OSCON and DrupalCon in Portland
It's late Wednesday night and the first day of OSCON and the Drupal convention are over. I spent most of today at the Drupal booth, talking to all sorts of interested people.
Tuesday was of course the first session of DrupalCon at Portland State University. Nate Angell is the webmaster there and helped organize the space, along with Roland and Chris Messina. The full week of Drupal people is covered on the Drupal portland conference page.
One of the most interesting parts of the session for me was the attendance of a great cross section of people -- from interested newcomers to developers.
Another interesting data point was that about half the attendees were local to Portland and surroundings, and the other half had flown into Portland to attend. This points to an increased need/desire/opportunity for self-organizing local user group meetings. The Drupal community (and people that want to be part of the community) are growing so quickly, we need to start providing tools for this. This may be an events.drupal.org site or integrated directly into drupal.org...all possible on the new server infrastructure that will be in place.
Lastly, whether it was the academic venue or just chance, there were a large number of people interested in learning more about Drupal that came from academic institutions. DrupalED.org's end goal is to eventually provide several install profiles or distros applicable directly to the needs of these institutions, but today it means pointing out a best practices/tools list of existing modules and configuration.

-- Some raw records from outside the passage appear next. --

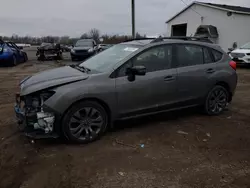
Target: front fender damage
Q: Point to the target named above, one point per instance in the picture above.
(33, 117)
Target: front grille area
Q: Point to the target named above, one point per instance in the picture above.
(237, 55)
(81, 51)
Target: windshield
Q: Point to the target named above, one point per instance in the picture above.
(107, 59)
(84, 43)
(246, 46)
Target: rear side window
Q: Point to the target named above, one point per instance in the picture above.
(217, 55)
(207, 56)
(189, 55)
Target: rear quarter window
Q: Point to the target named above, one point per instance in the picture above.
(217, 55)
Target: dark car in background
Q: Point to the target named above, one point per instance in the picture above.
(11, 54)
(83, 49)
(49, 51)
(102, 47)
(131, 79)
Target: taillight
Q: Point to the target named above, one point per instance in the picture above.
(233, 64)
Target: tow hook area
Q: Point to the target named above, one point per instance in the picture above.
(45, 121)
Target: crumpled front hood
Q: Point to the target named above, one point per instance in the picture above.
(51, 78)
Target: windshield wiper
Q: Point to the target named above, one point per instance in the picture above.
(80, 68)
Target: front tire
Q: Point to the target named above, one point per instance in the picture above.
(85, 122)
(216, 101)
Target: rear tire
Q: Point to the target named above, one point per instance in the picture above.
(85, 122)
(216, 101)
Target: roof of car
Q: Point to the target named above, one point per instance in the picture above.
(164, 40)
(146, 41)
(139, 42)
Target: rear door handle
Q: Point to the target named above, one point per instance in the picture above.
(210, 71)
(169, 78)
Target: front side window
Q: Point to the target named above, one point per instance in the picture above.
(106, 60)
(189, 55)
(155, 59)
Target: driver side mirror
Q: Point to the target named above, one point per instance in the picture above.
(131, 72)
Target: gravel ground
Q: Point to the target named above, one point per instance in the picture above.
(179, 149)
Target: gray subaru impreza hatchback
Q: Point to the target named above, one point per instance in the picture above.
(131, 79)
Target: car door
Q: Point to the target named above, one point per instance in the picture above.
(195, 73)
(151, 92)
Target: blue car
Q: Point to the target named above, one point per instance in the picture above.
(11, 54)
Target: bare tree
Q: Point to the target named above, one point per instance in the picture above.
(94, 34)
(84, 36)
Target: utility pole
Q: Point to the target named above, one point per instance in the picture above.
(133, 17)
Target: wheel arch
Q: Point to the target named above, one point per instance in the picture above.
(227, 87)
(99, 101)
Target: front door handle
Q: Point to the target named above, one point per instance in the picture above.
(210, 71)
(169, 78)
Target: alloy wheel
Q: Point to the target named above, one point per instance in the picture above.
(86, 123)
(217, 101)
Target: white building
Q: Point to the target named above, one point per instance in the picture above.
(224, 24)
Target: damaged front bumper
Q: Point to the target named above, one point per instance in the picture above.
(34, 123)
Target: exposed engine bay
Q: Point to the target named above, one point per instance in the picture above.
(31, 114)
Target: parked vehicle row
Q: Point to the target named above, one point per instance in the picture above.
(241, 55)
(49, 51)
(131, 79)
(11, 54)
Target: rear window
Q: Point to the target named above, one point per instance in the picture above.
(217, 55)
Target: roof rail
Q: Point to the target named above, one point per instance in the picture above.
(201, 39)
(140, 39)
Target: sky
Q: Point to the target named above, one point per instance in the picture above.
(75, 17)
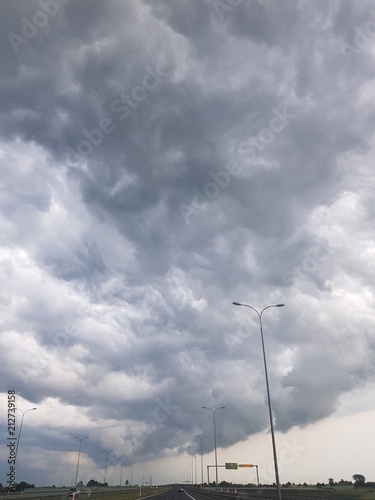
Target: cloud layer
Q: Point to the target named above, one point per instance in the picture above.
(159, 160)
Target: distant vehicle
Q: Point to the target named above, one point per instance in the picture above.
(73, 491)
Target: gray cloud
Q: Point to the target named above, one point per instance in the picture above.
(157, 163)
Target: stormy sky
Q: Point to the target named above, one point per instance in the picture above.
(159, 160)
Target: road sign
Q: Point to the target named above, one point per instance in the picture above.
(231, 465)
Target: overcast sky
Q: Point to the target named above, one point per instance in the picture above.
(159, 160)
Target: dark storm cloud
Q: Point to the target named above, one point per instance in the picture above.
(158, 161)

Some take aways about what the Drupal community can do:
- Encourage and help support growth of more local user groups and meetups
- Help groups of users (e.g. education) find information relevant to them
- Provide good documentation and discussion about advanced, next generation capabilities like multi-site, shared user tables, and hub-and-spoke architectures
For the last point, Doug Kaye (probably most well known for IT Conversations), offered to participate and help drive requirements gathering towards a good combined solution. Two other groups that we have been talking to about this concept are SPAWAR Europe and telecentre.org, so I think we can join forces and put together something very powerful and useful.
If you want to know a little bit more about this hub-and-spoke concept, Troy Angrignon leads people through the 17 stages of mental evolution about the shift from Web 1.0 to Web 2.0. These Drupal hub-and-spoke sites will be among the first examples of the inter-linked world of users and content that we are seeing emerge.
Yes, that is not nearly enough detail about these hub-and-spoke concepts -- more to come as we ramp up this effort and start putting diagrams together that can better articulate how this works. Suffice to say that single user databases/single sign on play a role, as does moving beyond the lowest common denominator of RSS.
I do have more notes from the OSCON Wednesday to post as well, but for now a heads up: Dries Buytaert, founder and lead of the Drupal project will be giving a presentation on the past, present, and future of Drupal at OSCON, followed by an open "birds of a feather" session talking about open source communities and citizen journalism. Both are at the OSCON conference center tomorrow, Thursday, August 4th.